1. Hukum antara manusia dengan Allah (ibadah).

Yaitu segala bentuk ibadah yang menghubungkan hamba dengan Rabb-nya. Ibadah hanya diterima bila disertai dengan niat yang benar dan sesuai tuntunan syariat. Bentuk-bentuknya meliputi:

-    Ibadah murni spiritual, seperti shalat dan puasa.

-    Ibadah sosial-ekonomis, seperti zakat.

-    Ibadah fisik dan finansial, seperti haji.

Keempat ibadah ini merupakan rukun Islam setelah dua kalimat syahadat, yang menjadi fondasi amal seluruh Muslim.

2. Hukum antara manusia dengan sesamanya (muamalah).

Hukum-hukum ini mengatur hubungan sosial, ekonomi, dan kemasyarakatan, yang terbagi menjadi empat bidang utama:

  • Hukum yang menjamin dan memperjuangkan eksistensi Islam, seperti jihad dan segala upaya mempertahankan agama.
  • Hukum keluarga (ahwal syakhshiyyah) yang mengatur pernikahan, perceraian, serta warisan demi menjaga kemurnian nasab.
  • Hukum muamalah, yang mengatur interaksi ekonomi seperti jual beli, sewa, dan akad-akad lainnya.
  • Hukum pidana (jinayah), yang menetapkan aturan terhadap pelanggaran dan tindak kriminal untuk menjaga keamanan serta keadilan masyarakat.

Terlihat jelas jelas bahwa Al Quran bukan hanya kitab petunjuk spiritual (ibadah), tetapi juga pedoman hukum dan sosial yang menyeluruh.
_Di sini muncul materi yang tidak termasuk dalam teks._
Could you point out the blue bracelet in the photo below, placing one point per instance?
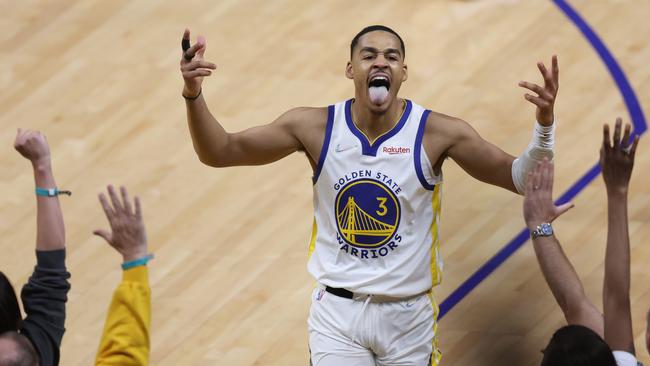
(50, 192)
(137, 262)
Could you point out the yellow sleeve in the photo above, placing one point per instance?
(125, 340)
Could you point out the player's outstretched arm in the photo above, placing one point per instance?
(617, 161)
(50, 231)
(216, 147)
(488, 163)
(560, 275)
(125, 339)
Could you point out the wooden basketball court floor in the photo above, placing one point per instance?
(229, 280)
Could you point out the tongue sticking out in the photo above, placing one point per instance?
(378, 94)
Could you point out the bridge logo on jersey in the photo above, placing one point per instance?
(367, 214)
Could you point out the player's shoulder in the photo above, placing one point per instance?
(301, 117)
(443, 124)
(307, 114)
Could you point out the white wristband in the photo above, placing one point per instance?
(540, 147)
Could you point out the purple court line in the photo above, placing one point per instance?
(640, 127)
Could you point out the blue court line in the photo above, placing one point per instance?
(640, 127)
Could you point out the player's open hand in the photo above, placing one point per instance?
(127, 234)
(193, 67)
(33, 146)
(545, 98)
(617, 158)
(538, 202)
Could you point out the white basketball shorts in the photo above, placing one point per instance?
(361, 332)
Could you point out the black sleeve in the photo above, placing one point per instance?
(44, 297)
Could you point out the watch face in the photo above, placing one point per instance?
(547, 230)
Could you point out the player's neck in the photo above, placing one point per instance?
(374, 124)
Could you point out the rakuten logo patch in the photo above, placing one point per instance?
(396, 150)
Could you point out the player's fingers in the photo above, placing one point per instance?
(556, 72)
(543, 93)
(548, 79)
(625, 141)
(106, 206)
(125, 200)
(191, 52)
(617, 133)
(138, 208)
(198, 65)
(607, 141)
(117, 206)
(634, 145)
(201, 51)
(197, 73)
(542, 103)
(104, 234)
(185, 41)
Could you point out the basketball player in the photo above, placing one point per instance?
(377, 162)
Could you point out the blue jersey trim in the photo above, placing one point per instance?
(366, 147)
(326, 143)
(417, 151)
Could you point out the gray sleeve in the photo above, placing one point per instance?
(44, 297)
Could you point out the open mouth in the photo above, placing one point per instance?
(379, 81)
(378, 89)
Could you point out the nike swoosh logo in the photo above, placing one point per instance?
(339, 148)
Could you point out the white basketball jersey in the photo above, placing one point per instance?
(376, 208)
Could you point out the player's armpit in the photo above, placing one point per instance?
(479, 158)
(264, 144)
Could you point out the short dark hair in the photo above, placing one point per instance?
(372, 28)
(576, 345)
(25, 353)
(10, 318)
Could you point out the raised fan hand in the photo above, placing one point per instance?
(193, 66)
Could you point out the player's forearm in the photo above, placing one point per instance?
(617, 258)
(559, 274)
(50, 231)
(540, 147)
(208, 136)
(616, 289)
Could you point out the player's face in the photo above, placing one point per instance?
(378, 70)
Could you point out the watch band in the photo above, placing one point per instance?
(543, 229)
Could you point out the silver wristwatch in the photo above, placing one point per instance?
(543, 229)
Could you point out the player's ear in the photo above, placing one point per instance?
(348, 70)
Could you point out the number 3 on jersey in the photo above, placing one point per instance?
(382, 205)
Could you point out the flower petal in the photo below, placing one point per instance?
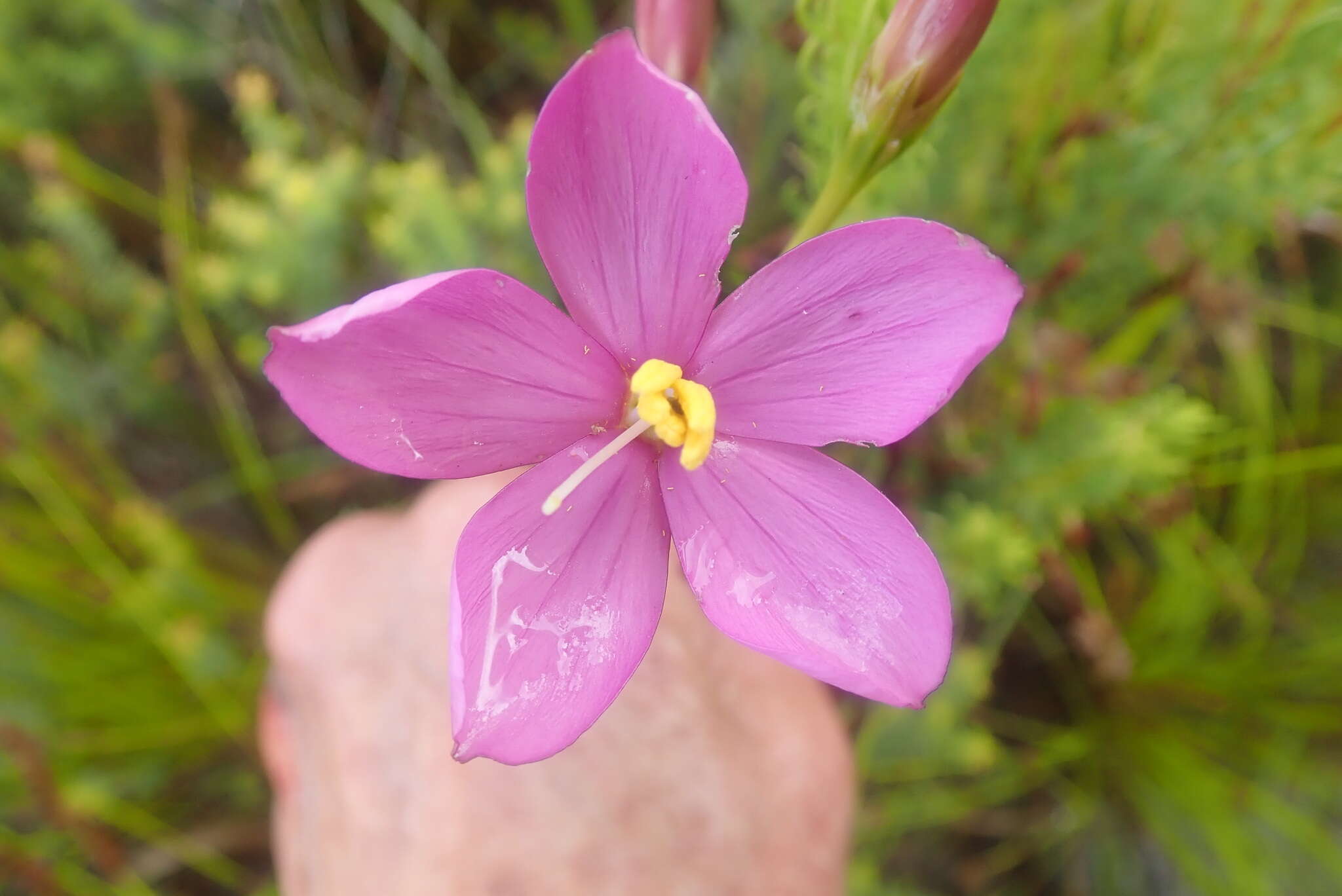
(796, 555)
(448, 376)
(550, 614)
(634, 196)
(855, 336)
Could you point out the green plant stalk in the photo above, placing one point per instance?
(230, 411)
(870, 147)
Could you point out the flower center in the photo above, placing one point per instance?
(680, 411)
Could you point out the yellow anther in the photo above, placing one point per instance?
(672, 431)
(681, 411)
(654, 376)
(654, 407)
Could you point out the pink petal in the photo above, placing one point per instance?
(855, 336)
(448, 376)
(796, 555)
(550, 614)
(634, 198)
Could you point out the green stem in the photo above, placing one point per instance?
(230, 409)
(839, 189)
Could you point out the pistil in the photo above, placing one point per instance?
(590, 466)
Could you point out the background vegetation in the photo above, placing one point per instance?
(1138, 498)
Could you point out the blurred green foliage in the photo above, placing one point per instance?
(1138, 498)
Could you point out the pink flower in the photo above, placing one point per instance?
(856, 336)
(676, 35)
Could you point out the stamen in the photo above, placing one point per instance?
(576, 478)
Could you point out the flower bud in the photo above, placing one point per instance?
(930, 39)
(676, 35)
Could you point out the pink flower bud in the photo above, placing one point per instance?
(676, 35)
(938, 35)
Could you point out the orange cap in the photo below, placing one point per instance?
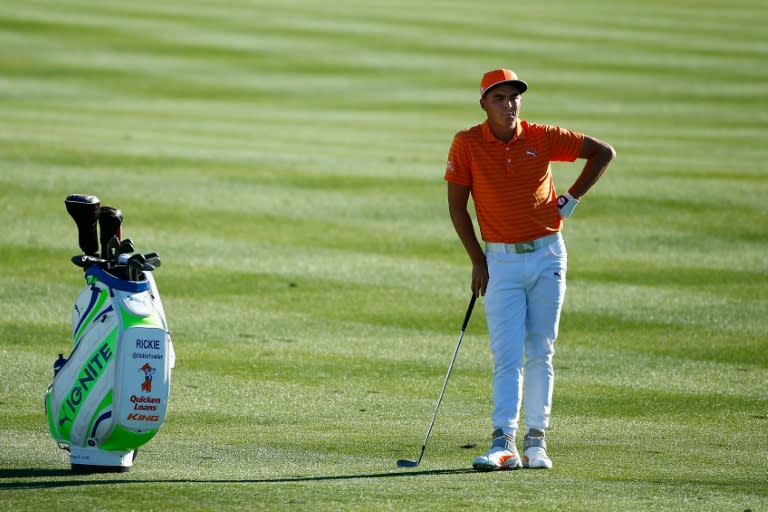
(500, 76)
Bagaimana Islam menata hubungan manusia dengan Tuhannya, sekaligus menegakkan keadilan di antara sesame manusia. Inilah bukti bahwa syariat Islam dibangun secara seimbang antara ibadah dan muamalah, antara hak Allah dan hak manusia, guna membentuk masyarakat beriman yang adil dan beradab.

Dasar-dasar Penetapan Hukum Islam

Al Quran menjelaskan bahwa tujuan utama diturunkannya wahyu adalah untuk memperbaiki kondisi manusia. Islam tidak datang untuk menghapus seluruh adat istiadat pra-Islam, melainkan untuk menyaring dan meluruskan nilai-nilai yang menyimpang. Segala bentuk tradisi yang mengandung kecurangan, ketidakadilan, dan kemudaratan bagi masyarakat dihapuskan, sedangkan nilai-nilai yang membawa manfaat dipertahankan dan disempurnakan.

Karena itu, hukum-hukum Islam melarang riba, sebab praktik tersebut mengambil keuntungan secara zalim dari orang-orang lemah. Zina diharamkan karena menodai kehormatan, merusak rumah tangga, dan melemahkan sendi-sendi moral masyarakat. Khamr (minuma keras) dilarang karena dampak buruknya terhadap fisik, mental, dan spiritual, yang dapat menimbulkan kerusakan baik pada individu maupun pada masyarakat luas.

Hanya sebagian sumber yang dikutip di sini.